Etats.Unis

13 septembre 2013 21:29; Act: 13.09.2013 23:06 Print

Il voulait traverser l'océan avec des ballons

par Sophie Fung, Los Angeles - Un aérostier américain qui voulait traverser l'Atlantique à bord d'une nacelle portée par de gros ballons gonflés à l'hélium, a dû se poser jeudi soir à Terre-Neuve quelques heures après le décollage.

Une faute?

Une idée pour le moins romantique, ou digne d’un rêve d’enfant : Jonathan Trappe, un Américain originaire de Caroline du Nord, a tenté le pari de traverser l’océan Atlantique suspendu à plusieurs centaines de ballons gonflés à l’hélium.

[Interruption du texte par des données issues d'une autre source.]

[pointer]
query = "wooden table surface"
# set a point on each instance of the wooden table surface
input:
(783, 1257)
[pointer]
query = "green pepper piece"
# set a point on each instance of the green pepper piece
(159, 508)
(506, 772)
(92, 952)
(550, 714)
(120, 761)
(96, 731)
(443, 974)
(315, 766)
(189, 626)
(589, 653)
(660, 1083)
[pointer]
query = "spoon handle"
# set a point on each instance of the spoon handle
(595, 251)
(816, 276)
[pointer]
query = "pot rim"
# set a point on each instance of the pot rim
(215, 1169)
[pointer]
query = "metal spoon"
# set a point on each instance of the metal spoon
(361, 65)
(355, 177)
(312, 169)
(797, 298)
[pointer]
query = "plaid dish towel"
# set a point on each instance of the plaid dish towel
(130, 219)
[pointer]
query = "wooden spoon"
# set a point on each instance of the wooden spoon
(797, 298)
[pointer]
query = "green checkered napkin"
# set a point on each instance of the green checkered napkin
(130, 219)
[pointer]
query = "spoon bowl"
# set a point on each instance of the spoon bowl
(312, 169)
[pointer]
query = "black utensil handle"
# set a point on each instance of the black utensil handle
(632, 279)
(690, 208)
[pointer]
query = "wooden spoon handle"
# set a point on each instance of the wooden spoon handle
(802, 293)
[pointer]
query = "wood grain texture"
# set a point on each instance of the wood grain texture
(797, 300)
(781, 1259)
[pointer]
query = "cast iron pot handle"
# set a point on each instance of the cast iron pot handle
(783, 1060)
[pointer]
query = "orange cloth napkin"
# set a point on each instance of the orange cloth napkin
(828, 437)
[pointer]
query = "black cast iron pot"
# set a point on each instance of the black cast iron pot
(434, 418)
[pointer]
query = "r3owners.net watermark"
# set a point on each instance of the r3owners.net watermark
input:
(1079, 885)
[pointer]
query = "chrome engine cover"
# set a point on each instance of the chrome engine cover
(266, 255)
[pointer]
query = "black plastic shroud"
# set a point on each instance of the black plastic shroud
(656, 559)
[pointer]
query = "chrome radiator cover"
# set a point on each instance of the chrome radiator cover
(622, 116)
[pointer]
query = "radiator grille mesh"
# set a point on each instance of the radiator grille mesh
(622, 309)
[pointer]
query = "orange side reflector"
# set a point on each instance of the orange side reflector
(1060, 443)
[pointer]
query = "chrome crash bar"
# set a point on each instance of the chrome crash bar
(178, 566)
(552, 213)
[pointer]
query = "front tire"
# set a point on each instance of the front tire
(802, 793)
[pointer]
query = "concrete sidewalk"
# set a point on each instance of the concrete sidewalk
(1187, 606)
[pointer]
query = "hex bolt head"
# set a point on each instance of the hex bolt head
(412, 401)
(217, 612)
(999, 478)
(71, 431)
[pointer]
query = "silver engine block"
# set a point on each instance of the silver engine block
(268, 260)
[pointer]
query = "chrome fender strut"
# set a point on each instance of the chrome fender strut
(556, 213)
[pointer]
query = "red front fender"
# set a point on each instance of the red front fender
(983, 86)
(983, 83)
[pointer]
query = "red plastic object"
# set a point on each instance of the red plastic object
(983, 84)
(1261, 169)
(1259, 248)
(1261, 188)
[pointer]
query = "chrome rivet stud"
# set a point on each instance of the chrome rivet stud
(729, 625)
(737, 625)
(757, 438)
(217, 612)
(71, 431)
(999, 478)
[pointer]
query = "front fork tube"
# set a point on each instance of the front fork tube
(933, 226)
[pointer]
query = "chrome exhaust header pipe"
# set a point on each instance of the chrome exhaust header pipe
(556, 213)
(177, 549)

Il a décollé jeudi de la ville de Caribou, dans le nord de l’État du Maine, non loin de la frontière canadienne. Selon le maire de la ville, Austin Bleess, quelque 150 bénévoles ont aidé Trappe à remplir d’hélium 370 ballons gonflables dès le mercredi soir. L’aventurier s’est ensuite envolé d’un terrain de sport, au lever du soleil, dans la brume du petit matin. « C’était génial», décrit le Maire Bleess, «c’était un spectacle incroyable».

Plusieurs vols

Jonathan Trappe, ingénieur informatique de 39 ans, n’en est pas à son premier vol en ballons gonflables: en 2010, il a été le premier à traverser la Manche, puis les Alpes, en utilisant la même méthode. Cette fois, à la place d’une chaise de bureau, il a choisi de voyager dans un petit bateau de survie gonflable. «Si le bateau touche l’eau alors le pari serait perdu puisqu’il me serait impossible de redécoller», a-t-il déclaré à la presse, «mais le bateau me garderait en vie.»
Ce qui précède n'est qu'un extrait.